At the start of 2016, the current installed base of wearable activity tracking devices was just over 33 million in the U.S. This consumer market penetration is expected to grow by 11% in 2016, according to the Consumer Technology Association (CTA) forecast published in the 18th Annual Consumer Technology Ownership and Market Potential Study.
Wearable tech comprises a very small piece of the larger consumer technology market, led by TVs, smartphones, headphones (wired), DVD players, and notebook/laptop/netbook computers, the four largest rectangles in the graphic. However, there is growth momentum for emerging consumer tech segments such as portable wireless speakers, fitness trackers, and wireless/Bluetooth headphones.
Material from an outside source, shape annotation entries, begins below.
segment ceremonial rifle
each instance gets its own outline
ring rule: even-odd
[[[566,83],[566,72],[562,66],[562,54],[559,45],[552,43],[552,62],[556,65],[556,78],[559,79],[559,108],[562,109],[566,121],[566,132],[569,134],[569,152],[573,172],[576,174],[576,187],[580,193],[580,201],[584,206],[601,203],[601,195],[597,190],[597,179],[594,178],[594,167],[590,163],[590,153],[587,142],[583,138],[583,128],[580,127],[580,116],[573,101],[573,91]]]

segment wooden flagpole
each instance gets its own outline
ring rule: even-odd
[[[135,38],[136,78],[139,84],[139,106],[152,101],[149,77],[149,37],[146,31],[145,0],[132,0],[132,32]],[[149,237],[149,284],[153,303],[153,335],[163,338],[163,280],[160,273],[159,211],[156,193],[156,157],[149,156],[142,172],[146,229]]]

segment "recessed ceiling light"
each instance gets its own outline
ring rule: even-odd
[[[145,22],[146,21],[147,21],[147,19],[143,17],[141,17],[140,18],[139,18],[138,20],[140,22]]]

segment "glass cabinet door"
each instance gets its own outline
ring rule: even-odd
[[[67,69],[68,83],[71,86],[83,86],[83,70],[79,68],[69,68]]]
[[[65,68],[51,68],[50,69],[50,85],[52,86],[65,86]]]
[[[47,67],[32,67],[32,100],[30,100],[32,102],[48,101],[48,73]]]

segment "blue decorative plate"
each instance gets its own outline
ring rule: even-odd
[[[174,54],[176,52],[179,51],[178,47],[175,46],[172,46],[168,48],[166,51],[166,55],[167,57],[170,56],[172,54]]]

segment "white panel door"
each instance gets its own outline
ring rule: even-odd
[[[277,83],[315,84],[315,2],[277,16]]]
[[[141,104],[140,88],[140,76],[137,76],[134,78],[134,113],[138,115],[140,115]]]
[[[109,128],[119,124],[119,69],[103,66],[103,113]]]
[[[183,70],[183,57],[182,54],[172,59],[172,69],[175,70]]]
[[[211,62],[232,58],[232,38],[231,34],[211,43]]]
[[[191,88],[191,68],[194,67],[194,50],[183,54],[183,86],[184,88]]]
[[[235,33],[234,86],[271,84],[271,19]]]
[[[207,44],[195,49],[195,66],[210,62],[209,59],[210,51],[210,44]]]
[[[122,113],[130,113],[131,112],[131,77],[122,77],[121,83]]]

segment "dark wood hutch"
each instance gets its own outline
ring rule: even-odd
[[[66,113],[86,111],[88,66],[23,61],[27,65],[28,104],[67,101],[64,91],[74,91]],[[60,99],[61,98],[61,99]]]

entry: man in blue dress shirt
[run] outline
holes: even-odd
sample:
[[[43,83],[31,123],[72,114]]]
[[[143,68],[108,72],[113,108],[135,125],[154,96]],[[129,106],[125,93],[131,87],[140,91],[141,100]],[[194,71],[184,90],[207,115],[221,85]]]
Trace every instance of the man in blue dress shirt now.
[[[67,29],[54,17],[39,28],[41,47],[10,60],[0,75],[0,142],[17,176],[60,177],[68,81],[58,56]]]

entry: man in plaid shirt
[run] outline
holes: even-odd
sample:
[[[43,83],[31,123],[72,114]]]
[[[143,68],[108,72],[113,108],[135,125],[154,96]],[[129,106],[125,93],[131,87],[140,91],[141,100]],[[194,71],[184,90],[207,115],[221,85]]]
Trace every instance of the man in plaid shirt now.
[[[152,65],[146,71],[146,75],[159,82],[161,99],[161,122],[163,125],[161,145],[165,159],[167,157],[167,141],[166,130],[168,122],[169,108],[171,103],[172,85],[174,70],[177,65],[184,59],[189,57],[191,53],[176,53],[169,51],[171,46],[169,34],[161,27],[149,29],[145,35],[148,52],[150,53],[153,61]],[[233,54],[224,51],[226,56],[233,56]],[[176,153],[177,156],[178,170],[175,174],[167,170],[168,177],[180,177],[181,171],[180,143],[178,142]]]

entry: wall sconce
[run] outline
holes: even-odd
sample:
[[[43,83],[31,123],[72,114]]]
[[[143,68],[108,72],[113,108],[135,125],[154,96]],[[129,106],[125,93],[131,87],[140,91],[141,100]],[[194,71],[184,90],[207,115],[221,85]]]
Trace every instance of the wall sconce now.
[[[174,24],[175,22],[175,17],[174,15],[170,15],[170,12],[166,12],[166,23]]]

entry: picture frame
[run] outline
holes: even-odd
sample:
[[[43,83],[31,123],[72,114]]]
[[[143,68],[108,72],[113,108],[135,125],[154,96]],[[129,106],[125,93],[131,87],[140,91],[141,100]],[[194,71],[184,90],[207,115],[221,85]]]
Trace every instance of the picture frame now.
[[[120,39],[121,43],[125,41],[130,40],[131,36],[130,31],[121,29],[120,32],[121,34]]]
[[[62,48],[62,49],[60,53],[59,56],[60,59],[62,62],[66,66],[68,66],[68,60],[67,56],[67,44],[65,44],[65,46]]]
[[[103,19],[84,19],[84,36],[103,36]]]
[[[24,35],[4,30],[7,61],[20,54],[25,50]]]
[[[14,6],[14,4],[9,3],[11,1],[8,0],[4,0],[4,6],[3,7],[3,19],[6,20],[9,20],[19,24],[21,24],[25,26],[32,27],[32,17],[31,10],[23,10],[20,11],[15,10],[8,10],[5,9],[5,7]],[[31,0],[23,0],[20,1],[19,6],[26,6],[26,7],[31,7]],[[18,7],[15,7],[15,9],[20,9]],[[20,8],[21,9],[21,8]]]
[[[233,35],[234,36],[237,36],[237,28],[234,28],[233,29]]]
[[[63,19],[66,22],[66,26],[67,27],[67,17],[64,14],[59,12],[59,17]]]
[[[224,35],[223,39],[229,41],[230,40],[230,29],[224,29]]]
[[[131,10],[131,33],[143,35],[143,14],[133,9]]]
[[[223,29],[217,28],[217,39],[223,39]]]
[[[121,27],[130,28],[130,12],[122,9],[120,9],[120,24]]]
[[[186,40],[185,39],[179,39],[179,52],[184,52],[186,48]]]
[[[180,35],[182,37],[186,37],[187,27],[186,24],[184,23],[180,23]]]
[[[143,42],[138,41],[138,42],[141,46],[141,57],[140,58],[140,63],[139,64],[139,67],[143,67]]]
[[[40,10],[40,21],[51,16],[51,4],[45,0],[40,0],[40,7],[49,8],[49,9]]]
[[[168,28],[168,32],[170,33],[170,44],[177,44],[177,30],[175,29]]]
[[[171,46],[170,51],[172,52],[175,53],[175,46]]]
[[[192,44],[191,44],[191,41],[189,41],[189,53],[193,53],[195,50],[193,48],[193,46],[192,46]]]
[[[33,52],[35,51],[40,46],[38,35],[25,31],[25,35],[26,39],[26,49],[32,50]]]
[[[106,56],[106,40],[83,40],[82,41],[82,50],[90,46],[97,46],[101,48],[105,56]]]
Across all emerging consumer tech categories, wearable fitness trackers have the highest anticipated household purchase intent, at 11%, for 2016.
In contrast, smartwatches have an installed base of 13 million, with an 8% household purchase intent for 2016, CTA projects.
The installed base of wearable fitness trackers nearly doubled over the past year, with 20% of U.S. households owning a tracker as of March 2016. The average owner has 1.4 trackers (meaning that nearly 1 in every 2 wearable tracker owners has more than 1 device). 58% of those intending to purchase in 2016 will be first-time owners (defined as consumers who never owned a device).
CTA gauged that 55% of households “never intend to buy” a wearable fitness tracker, with the caveat that, “emerging technologies often show a high ‘never buy’ percentage among households, often due to lack of awareness or understanding of the product in question.”
Health Populi’s Hot Points: Two major market forces should fan demand and use of wearable activity trackers in the U.S.: the growth of value-based purchasing in a new financial era (highlighted in a new report from the StuderGroup); and, American patients’ enrollment in high-deductible health plans with financial risk shifting to patients, now a growing cadre of health consumers paying first-dollar out-of-pocket.
In the context of growing population health, where financial risks are increasingly borne by health care providers (doctors, hospitals, ACO and other risk-bearing organizations), there is an incentive for clinicians to “prescribe” or otherwise recommend the use of remote health monitoring and virtual health care. The simplest of these devices and processes is a wearable activity tracking device, which could be seen a useful for managing or preventing heart disease. The outcome for a patient recently admitted to an emergency room at Our Lady of Lourdes Medical Center (Camden, NJ) with irregular heart function was enhanced by the fact that he was wearing a Fitbit Charge; clinicians analyzed data streaming from the device over the hours previous to the admission, allowing them to positively diagnose the patient with atrial fibrillation.
Apple’s recently-launched CareKit hopes to address this market segment, bringing healthcare to consumers’ self-care lives.
Research conducted by the Society for Participatory Medicine found that consumers would more likely adopt and use wearable tech when recommended by a physician. Expect more of this kind of shared decision-making and collaboration for making health in and beyond 2016.